Humilité et obéissance

Jésus fait son entrée glorieuse, sa « joyeuse entrée », à la manière du souverain qui prend possession de sa capitale lors de l’inauguration de son règne. C’est bien son règne que Jésus inaugure. Les foules ne s’y trompent pas : « Hosanna au Fils de David ! Béni soit au nom du Seigneur Celui qui vient » (Mt 21,9).

Mais de quel règne s’agit-il ?
Un signe est donné pour comprendre : Jésus entre dans la ville monté sur un âne. Un âne, l’animal des gens ordinaires. Et en plus, un âne emprunté pour l’occasion. Jésus n’arrive pas sur un char royal, ni à cheval comme les conquérants.
Comme le proclame Zacharie : « Sois sans crainte, fille de Sion, voici que ton roi vient, il est monté sur un petit d’ânesse. » Et le texte poursuit : « Dieu retranchera d’Ephraïm tous les chars de guerre et de Jérusalem les chevaux ; l’arc de guerre sera retranché. Il annoncera la paix à tous les peuples » (Za 9, 9-10).

Si Jésus entre à Jérusalem sur un âne, c’est pour signifier la nature de son règne et le moyen de le réaliser.
Son règne est un règne de paix pour tous les peuples. Paix, « shalôm » : réconciliation, salut, libération, santé, plénitude.
Pour tous les peuples. Jésus ouvre ainsi l’antique promesse à la dimension de l’univers. C’est la réconciliation des peuples, de l’humanité que vise la royauté de Jésus : la paix universelle.

Mais par quels moyens ?
« Il n’a pas jugé bon de revendiquer son droit d’être traité à l’égal de Dieu ; au contraire, il se dépouilla lui-même en prenant la condition de serviteur » (Ph 2, 6-7).
Tout le contraire d’Adam, insatisfait de l’amitié de Dieu, qui voulait être un dieu, exister par soi. « Il dit non à Dieu et à son amitié. Dès le premier jour, Dieu échoue. Mais il retourne l’échec en trouvant une voie nouvelle pour rejoindre l’homme. » (Benoît XVI)

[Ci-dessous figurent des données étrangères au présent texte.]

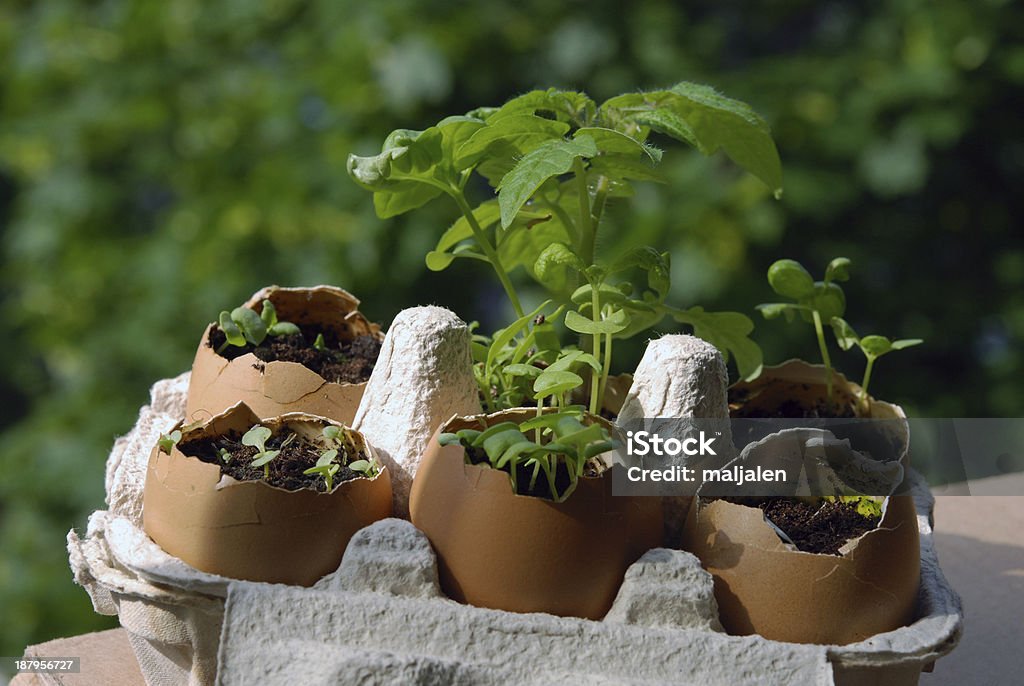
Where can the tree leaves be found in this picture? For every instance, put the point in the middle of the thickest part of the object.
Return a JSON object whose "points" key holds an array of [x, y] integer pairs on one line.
{"points": [[550, 159]]}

« Devenu semblable aux hommes, il s’est abaissé lui-même en devenant obéissant jusqu’à mourir, et sur une croix » (Ph 2, 7-8). C’est ainsi que le Christ a vaincu l’orgueil d’Adam, par l’humilité et l’obéissance.
Humilité qui ramène l’homme à sa réalité originelle, le « glébeux », né de la terre, issu de l’humus. Ce n’est pas écrasement ni négation de soi, l’humilité est un acte de lucidité : reconnaître que je ne suis pas ma propre origine.
Obéissance, non pas soumission et renoncement à soi, mais écouter et répondre à l’appel de l’autre comme répondre de soi et de ses actes devant un Autre.

Humilité et obéissance : actes d’acquiescement à soi, à notre propre condition humaine.

Le règne de Dieu inauguré par Jésus, cette entrée à Jérusalem, se révèle chemin de désillusion : celle de nous être crus des dieux. C’est en se manifestant homme, et homme avec insistance, que Jésus accomplit notre salut.